The median age in the village was 50.5 years. 23.1% of residents were under the age of 18; 4.2% were between the ages of 18 and 24; 14% were from 25 to 44; 35.2% were from 45 to 64; and 23.4% were 65 years of age or older. The gender makeup of the village was 48.1% male and 51.9% female.

===2000 census===
As of the census of 2000, there were 883 people, 347 households, and 284 families living in the town. The population density was 1,054.1 PD/sqmi. There were 361 housing units at an average density of 431.0 /sqmi. The racial makeup of the town was 98.30% White, 0.23% African American, 0.45% Asian, 0.68% from other races, and 0.34% from two or more races. Hispanic or Latino of any race were 0.45% of the population.

There were 347 households, out of which 28.0% had children under the age of 18 living with them, 74.4% were married couples living together, 6.6% had a female householder with no husband present, and 17.9% were non-families. 17.3% of all households were made up of individuals, and 14.1% had someone living alone who was 65 years of age or older. The average household size was 2.54 and the average family size was 2.86.

In the town the population was spread out, with 23.0% under the age of 18, 3.3% from 18 to 24, 17.9% from 25 to 44, 26.8% from 45 to 64, and 29.0% who were 65 years of age or older.

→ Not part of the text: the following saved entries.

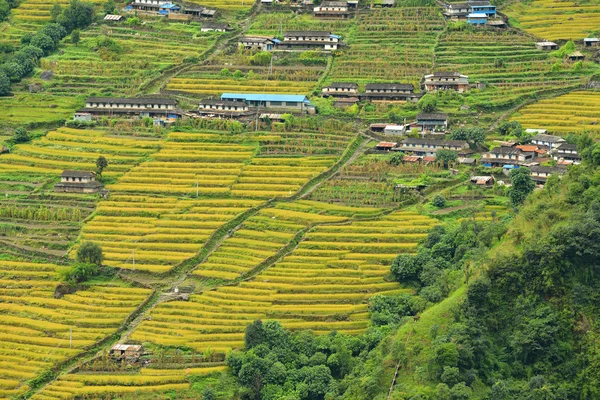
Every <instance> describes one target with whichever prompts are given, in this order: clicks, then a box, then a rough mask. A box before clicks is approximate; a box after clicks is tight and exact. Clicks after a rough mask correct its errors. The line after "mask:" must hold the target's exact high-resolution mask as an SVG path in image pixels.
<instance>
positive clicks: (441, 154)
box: [435, 149, 458, 168]
mask: <svg viewBox="0 0 600 400" xmlns="http://www.w3.org/2000/svg"><path fill="white" fill-rule="evenodd" d="M457 159H458V154H457V153H456V152H455V151H453V150H448V149H440V150H438V151H437V153H436V154H435V161H441V162H443V163H444V168H448V165H449V164H450V163H451V162H452V161H456V160H457Z"/></svg>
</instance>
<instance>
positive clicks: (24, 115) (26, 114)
mask: <svg viewBox="0 0 600 400" xmlns="http://www.w3.org/2000/svg"><path fill="white" fill-rule="evenodd" d="M78 106H80V103H79V100H78V99H77V97H73V96H71V97H62V96H55V95H52V94H48V93H35V94H30V93H17V94H15V96H13V97H0V109H1V110H2V112H1V113H0V124H3V125H4V124H8V125H15V126H16V125H21V124H25V123H40V122H59V121H64V120H66V119H68V118H69V117H70V116H71V115H73V112H74V111H75V110H76V109H77V107H78Z"/></svg>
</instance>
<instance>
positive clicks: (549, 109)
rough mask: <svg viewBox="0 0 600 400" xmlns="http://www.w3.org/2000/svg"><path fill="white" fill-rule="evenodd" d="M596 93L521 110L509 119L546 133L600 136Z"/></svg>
mask: <svg viewBox="0 0 600 400" xmlns="http://www.w3.org/2000/svg"><path fill="white" fill-rule="evenodd" d="M599 110H600V91H586V92H584V91H577V92H572V93H568V94H565V95H562V96H558V97H554V98H551V99H547V100H541V101H538V102H537V103H533V104H530V105H528V106H525V107H523V108H521V109H520V110H519V111H518V112H517V113H515V114H514V115H513V116H512V117H511V119H512V120H514V121H519V122H520V123H521V125H523V127H524V128H540V129H547V130H548V132H549V133H557V134H567V133H569V132H574V133H578V132H583V131H590V132H596V133H597V132H600V125H599V124H600V111H599Z"/></svg>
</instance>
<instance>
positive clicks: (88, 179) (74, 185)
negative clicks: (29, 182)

The median age was 50 years. For every 100 females, there were 91.5 males. For every 100 females age 18 and over, there were 89.4 males.

The median income for a household in the town was $91,754, and the median income for a family was $90,844. Males had a median income of $66,250 versus $35,417 for females. The per capita income for the town was $52,008. About 0.7% of families and 1.8% of the population were below the poverty line, including 2.0% of those under age 18 and 0.8% of those age 65 or over.

==Attractions==

Grantwood Village is home to two major attractions: the Ulysses S. Grant National Historic Site (White Haven) and Grant's Farm. Most of the village, including Grant's Farm, was once part of the larger plantation owned by Mrs. Grant's family. The farm itself was purchased by August Anheuser Busch, Sr., and is the ancestral home to family members of Anheuser-Busch.